Scepticisme, soulagement et colère au shuk de Jérusalem après le cessez-le-feu avec l’Iran
Quelques heures après la réprimande de Trump, les habitués du shuk espèrent pouvoir enfin dormir, tout en doutant que la guerre soit vraiment finie et que la menace ait disparu

Les habitués et les commerçants du marché Mahane Yehuda de Jérusalem étaient partagés entre colère, soulagement et cynisme après l’accord de cessez-le-feu conclu mardi entre Israël et l’Iran.
Le cessez-le-feu, entré en vigueur mardi matin à 7 heures et annoncé quelques heures plus tôt par le président américain Donald Trump, avait déjà été violé par les deux parties mardi après-midi, lorsque le Times of Israel s’est rendu dans le shuk de la capitale. Aux alentours de 10 h 30, soit près de trois heures et demie après le début du cessez-le-feu, l’Iran avait tiré deux missiles sur le nord d’Israël, et Israël avait répliqué quelques heures plus tard par une frappe ciblée contre un radar iranien au nord de Téhéran.
Trump, qui avait contribué à négocier le cessez-le-feu après douze jours de combats, a publiquement laissé exploser sa frustration, déclarant qu’Israël et l’Iran « ne savent pas ce qu’ils foutent ».
Pour David Sasson, qui tient une boucherie populaire sur le marché, c’était une insulte inacceptable.
« Le cessez-le-feu n’aurait jamais dû avoir lieu. C’est une très mauvaise chose », s’est écrié David Sasson, de sa voix puissante avec laquelle il interpelle les passants depuis de nombreuses années. « Pourquoi Bibi [le Premier ministre Benjamin Netanyahu] a-t-il cédé face à Trump ? Ils auraient dû aller jusqu’au bout. Nous devons terminer par la paix, pas par la guerre. »
Il s’est toutefois dit fier de la manière dont Israël a mené la guerre.
« Aucun pays n’aurait fait ce qu’Israël a fait », a-t-il affirmé. « Bibi a fait du très bon travail. »
Yehudit Adler, une habituée du marché, se disait quant à elle mitigée.
« Il y a du bon et du mauvais. Nous avons lancé cette guerre pour atteindre un objectif, et nous ne l’avons pas atteint », a-t-elle déploré. « Je ne sais pas ce qu’ils ont réellement détruit, mais nous savons que l’Iran possède encore plusieurs de ses installations nucléaires. En revanche, il est bon que cette guerre soit terminée. Il y a eu beaucoup de destructions et et des gens ont été tués. »
« De toute façon, tout cela n’est pas entre nos mains », a-t-elle ajouté. « Tout est entre les mains de Dieu. »

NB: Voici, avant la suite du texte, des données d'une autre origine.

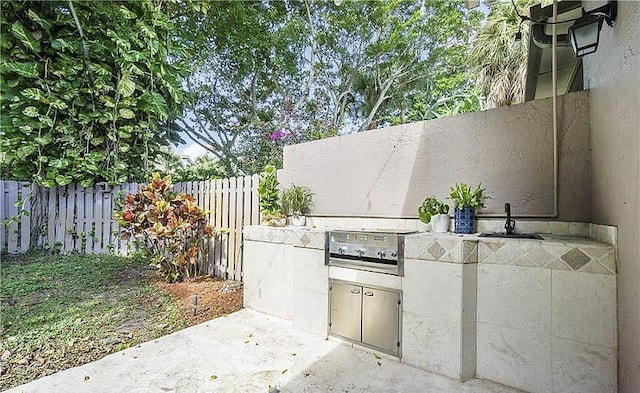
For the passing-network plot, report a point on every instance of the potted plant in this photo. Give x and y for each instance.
(467, 200)
(296, 203)
(270, 208)
(435, 212)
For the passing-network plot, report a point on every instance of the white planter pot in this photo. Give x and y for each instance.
(298, 221)
(440, 223)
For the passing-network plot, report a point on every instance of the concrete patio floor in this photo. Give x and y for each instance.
(248, 352)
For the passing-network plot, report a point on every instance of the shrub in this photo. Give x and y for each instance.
(169, 226)
(269, 194)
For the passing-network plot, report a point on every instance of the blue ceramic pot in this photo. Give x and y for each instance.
(464, 220)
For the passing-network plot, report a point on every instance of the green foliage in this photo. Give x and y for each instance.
(171, 227)
(87, 105)
(269, 195)
(430, 207)
(309, 70)
(185, 169)
(465, 196)
(297, 200)
(498, 61)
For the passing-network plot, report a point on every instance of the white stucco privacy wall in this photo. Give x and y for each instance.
(388, 172)
(613, 76)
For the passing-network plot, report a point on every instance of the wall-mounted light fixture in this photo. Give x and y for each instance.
(584, 35)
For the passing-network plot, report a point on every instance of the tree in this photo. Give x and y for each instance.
(185, 169)
(371, 68)
(245, 77)
(304, 70)
(499, 61)
(89, 89)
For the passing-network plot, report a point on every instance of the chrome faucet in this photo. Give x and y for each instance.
(510, 225)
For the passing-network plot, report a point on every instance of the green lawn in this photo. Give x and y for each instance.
(63, 311)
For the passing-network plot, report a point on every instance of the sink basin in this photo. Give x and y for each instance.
(513, 235)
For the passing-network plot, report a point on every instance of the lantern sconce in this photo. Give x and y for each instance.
(584, 34)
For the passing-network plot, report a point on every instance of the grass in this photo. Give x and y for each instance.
(63, 311)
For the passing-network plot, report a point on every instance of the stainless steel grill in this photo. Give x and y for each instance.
(376, 251)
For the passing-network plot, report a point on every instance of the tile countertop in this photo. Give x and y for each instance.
(570, 253)
(553, 252)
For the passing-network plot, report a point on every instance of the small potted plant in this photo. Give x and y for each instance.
(467, 200)
(296, 203)
(270, 208)
(435, 212)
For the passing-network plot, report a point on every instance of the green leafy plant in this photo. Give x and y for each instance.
(88, 89)
(297, 200)
(430, 207)
(171, 227)
(465, 196)
(269, 194)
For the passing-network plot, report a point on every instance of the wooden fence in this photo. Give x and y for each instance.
(76, 219)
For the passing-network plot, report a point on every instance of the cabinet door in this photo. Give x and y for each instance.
(345, 303)
(380, 319)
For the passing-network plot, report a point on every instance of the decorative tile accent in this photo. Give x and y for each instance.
(558, 253)
(494, 246)
(469, 252)
(608, 260)
(441, 248)
(575, 258)
(305, 238)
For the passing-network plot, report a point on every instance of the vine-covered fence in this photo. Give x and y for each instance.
(76, 219)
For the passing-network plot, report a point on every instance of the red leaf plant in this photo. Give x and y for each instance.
(169, 226)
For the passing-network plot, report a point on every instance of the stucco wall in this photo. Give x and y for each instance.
(389, 172)
(613, 76)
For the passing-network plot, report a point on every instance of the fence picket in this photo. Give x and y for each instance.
(231, 239)
(80, 236)
(89, 220)
(25, 220)
(3, 228)
(255, 204)
(218, 240)
(12, 214)
(77, 219)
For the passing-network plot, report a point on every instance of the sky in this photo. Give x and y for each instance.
(193, 150)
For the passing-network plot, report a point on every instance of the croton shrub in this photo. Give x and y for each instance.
(170, 226)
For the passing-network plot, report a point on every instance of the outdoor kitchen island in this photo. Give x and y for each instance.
(538, 315)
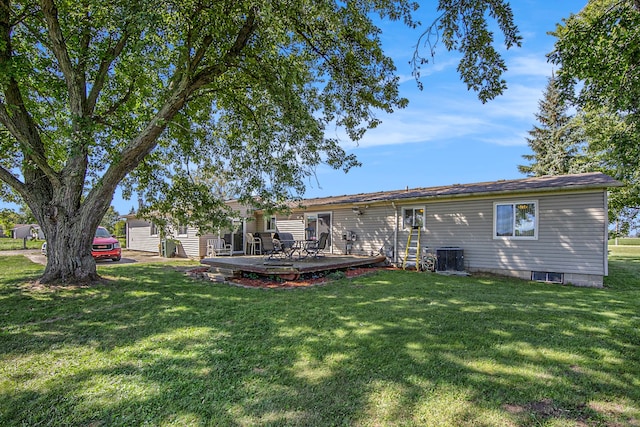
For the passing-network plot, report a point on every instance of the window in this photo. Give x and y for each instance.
(270, 223)
(517, 220)
(548, 277)
(414, 218)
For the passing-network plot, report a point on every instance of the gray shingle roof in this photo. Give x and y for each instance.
(592, 180)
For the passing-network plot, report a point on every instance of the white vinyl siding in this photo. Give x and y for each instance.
(139, 236)
(570, 237)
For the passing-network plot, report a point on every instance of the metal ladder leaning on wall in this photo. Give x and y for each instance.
(412, 250)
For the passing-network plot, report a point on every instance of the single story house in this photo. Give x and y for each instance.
(551, 228)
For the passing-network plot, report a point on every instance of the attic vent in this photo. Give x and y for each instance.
(547, 277)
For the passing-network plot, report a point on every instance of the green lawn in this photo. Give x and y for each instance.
(154, 347)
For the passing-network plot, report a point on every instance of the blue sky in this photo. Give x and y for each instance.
(446, 135)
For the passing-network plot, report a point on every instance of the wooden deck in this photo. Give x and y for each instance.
(288, 269)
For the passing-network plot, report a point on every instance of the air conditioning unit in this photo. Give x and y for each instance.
(450, 259)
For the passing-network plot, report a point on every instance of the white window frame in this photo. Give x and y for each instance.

Victor Schmelzer, venu faire ses courses avec sa femme Susan, a exprimé des sentiments partagés sur l’accord de cessez-le-feu.
« Vous savez, nous avons vécu le 7 octobre et nous savons tout ce qui s’est passé depuis », a déclaré Schmelzer, faisant référence aux frustrations persistantes d’Israël dans ses négociations avec le groupe terroriste palestinien du Hamas pour la libération des otages enlevés lors du pogrom perpétré par le groupe terroriste contre Israël il y a vingt mois. « Si ce cessez-le-feu tient et que l’Iran respecte sa parole, ce serait une bonne chose. Mais j’ai du mal à croire que ce sera le cas. »
Schmelzer, chirurgien à la retraite qui partage son temps entre Jérusalem et Boynton Beach, en Floride, estime que les pressions exercées par Trump pour parvenir à un cessez-le-feu rapide étaient précipitées et prématurées.
« J’apprécie vraiment les efforts de Trump, mais je pense qu’il est un peu naïf dans sa lecture de cette région du monde. Je ne crois pas qu’il comprenne vraiment comment négocier avec ces gens, parce qu’ils vous disent une chose et en font une autre. Je pense que Trump cherche à faire pression pour mettre rapidement fin à la guerre, afin de pouvoir proclamer une victoire à son actif — mais pas forcément dans l’intérêt d’Israël. À mon avis, le travail n’est pas encore terminé. »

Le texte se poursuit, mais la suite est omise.